Holy Food

Tamara MC, former cult member, interviews Christina Ward about Holy Food: How Cults, Commune, and Religious Movements Influenced What We Eat, An American History


I grew up in a Sufi cult in Texas during the 70s, 80s, and 90s. Our diets were completely restricted. For years we were strict macrobiotics. We were vegetarians, vegans, you name it—anything that restricted our food and protein intake. Food and water were deprived through fasting or any means available. Eventually we were told, we could survive by breathing alone. To become a breatharian was a goal for the children, not the adults, of the community. We had a strict hierarchal system in our cult. Leaders and their families were at the top. Then men. Then women. Then boys. And lastly, girls, like me.
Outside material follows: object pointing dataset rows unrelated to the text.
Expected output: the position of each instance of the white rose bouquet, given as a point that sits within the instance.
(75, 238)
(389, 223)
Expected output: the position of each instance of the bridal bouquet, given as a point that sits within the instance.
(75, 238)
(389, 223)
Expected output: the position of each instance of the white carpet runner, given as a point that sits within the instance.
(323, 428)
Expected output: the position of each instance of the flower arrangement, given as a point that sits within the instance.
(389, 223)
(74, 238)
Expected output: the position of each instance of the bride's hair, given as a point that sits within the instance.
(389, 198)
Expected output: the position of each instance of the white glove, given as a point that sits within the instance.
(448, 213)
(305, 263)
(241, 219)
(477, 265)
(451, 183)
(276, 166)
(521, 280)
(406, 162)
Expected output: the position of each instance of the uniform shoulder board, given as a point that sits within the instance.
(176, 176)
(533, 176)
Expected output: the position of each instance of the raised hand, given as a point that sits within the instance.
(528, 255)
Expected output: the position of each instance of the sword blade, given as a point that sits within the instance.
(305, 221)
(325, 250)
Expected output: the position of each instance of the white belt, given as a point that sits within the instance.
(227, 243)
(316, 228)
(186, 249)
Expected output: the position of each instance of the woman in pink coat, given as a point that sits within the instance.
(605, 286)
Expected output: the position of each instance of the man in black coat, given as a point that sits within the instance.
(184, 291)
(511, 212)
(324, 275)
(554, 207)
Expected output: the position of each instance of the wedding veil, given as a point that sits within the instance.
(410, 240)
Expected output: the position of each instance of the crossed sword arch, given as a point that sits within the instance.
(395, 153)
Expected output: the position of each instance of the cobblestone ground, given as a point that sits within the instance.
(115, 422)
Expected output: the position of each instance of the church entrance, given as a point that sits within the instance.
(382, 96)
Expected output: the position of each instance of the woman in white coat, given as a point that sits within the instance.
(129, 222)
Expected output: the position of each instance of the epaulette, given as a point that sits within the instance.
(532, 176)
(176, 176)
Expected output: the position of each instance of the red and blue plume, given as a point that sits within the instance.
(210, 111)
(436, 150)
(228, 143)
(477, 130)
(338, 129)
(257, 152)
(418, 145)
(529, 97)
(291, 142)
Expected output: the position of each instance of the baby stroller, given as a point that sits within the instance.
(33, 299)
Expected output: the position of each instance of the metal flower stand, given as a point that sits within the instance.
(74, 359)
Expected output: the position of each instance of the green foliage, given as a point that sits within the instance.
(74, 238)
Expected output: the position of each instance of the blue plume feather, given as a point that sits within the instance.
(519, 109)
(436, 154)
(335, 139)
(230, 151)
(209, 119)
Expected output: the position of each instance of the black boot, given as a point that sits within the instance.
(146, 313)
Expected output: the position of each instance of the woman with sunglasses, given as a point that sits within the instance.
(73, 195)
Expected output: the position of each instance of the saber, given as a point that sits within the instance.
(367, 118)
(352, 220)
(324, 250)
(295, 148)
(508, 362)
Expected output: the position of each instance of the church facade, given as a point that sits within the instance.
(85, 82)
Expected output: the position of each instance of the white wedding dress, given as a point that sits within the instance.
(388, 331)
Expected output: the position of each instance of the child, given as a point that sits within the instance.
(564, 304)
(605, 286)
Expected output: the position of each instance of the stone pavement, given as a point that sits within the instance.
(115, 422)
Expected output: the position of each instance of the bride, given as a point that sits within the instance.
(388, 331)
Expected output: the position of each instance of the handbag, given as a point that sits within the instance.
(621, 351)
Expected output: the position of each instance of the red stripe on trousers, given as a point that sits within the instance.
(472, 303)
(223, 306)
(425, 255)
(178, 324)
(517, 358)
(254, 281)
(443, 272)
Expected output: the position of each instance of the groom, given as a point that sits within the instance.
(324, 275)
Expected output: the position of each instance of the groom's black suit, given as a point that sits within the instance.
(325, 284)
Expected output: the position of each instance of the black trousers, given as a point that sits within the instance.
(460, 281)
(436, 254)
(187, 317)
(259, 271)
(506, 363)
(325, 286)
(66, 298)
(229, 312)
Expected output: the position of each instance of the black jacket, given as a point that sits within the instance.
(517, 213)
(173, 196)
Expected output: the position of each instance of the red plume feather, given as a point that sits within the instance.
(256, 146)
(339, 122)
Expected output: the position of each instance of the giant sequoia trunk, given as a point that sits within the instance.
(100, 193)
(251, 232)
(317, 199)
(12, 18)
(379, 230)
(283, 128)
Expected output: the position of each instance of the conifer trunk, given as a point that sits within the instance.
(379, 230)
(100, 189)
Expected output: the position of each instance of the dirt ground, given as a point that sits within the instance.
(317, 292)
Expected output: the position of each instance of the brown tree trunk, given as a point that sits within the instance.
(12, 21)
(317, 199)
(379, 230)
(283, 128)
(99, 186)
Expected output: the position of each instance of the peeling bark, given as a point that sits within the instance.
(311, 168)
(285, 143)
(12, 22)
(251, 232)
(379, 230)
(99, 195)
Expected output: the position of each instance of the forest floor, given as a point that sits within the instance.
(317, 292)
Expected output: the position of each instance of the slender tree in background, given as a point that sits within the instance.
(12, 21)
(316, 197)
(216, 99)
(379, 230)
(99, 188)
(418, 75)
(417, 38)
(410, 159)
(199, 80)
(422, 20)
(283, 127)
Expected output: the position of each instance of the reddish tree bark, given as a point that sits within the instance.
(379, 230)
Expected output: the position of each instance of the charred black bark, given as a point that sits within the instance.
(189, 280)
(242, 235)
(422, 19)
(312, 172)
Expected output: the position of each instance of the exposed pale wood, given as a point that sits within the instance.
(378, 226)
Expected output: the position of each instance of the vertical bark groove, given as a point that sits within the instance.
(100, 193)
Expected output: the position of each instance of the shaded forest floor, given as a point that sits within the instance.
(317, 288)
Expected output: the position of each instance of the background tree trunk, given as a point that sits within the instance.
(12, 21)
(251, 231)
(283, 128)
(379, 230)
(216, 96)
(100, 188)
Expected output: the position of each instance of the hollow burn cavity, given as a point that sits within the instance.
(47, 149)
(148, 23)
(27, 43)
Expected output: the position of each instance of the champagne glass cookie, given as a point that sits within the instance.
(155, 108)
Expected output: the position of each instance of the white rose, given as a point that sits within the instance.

Girls’ food was the most restricted. 

When I learned of Christina Ward’s new book, Holy Food: How Cults, Communes, and Religious Movements Influenced What We Eat, An American History, I knew I had to interview her. I initially received Holy Food as a PDF, and later received it as a paperback, which was a complete treat. The cover is amazing, a deep vintage blue, with a knife surrounded by a halo. The book, written in small print, is heavy and packed with more food history than you can imagine. Ward spent seven years relentlessly working on covering the influences of preachers, gurus, and cult leaders on American cuisine. Some of the communities she covers are more well-known communities such as the Amana Colony, Seventh-Day Adventists, Hare Krishna, Rajneesh, and Nation of Islam, and then there are many obscure ones I’ve never heard of. 

Ward poses the question, “Does God have a recipe?” Holy Food features 75 recipes from communal and religious groups, such as The Source Family’s secret salad dressing and Mother F*cker Beans, along with 100 historic black and white photos. Each has been tested and updated. In our Zoom interview, I asked Ward questions about whether she grew up in a cult and how she got involved with the project. We also spoke about her being a Master Food Preserver in Wisconsin and some of the cookbooks she owns that prepared her for her research. 

I am in awe of the breadth and depth of Ward’s researching, and I highly recommend her book for anyone interested in cults, faith, food, and hidden American history, which might be all of us. 


Tamara MC: I’d love to learn more about you and how you became interested in your book.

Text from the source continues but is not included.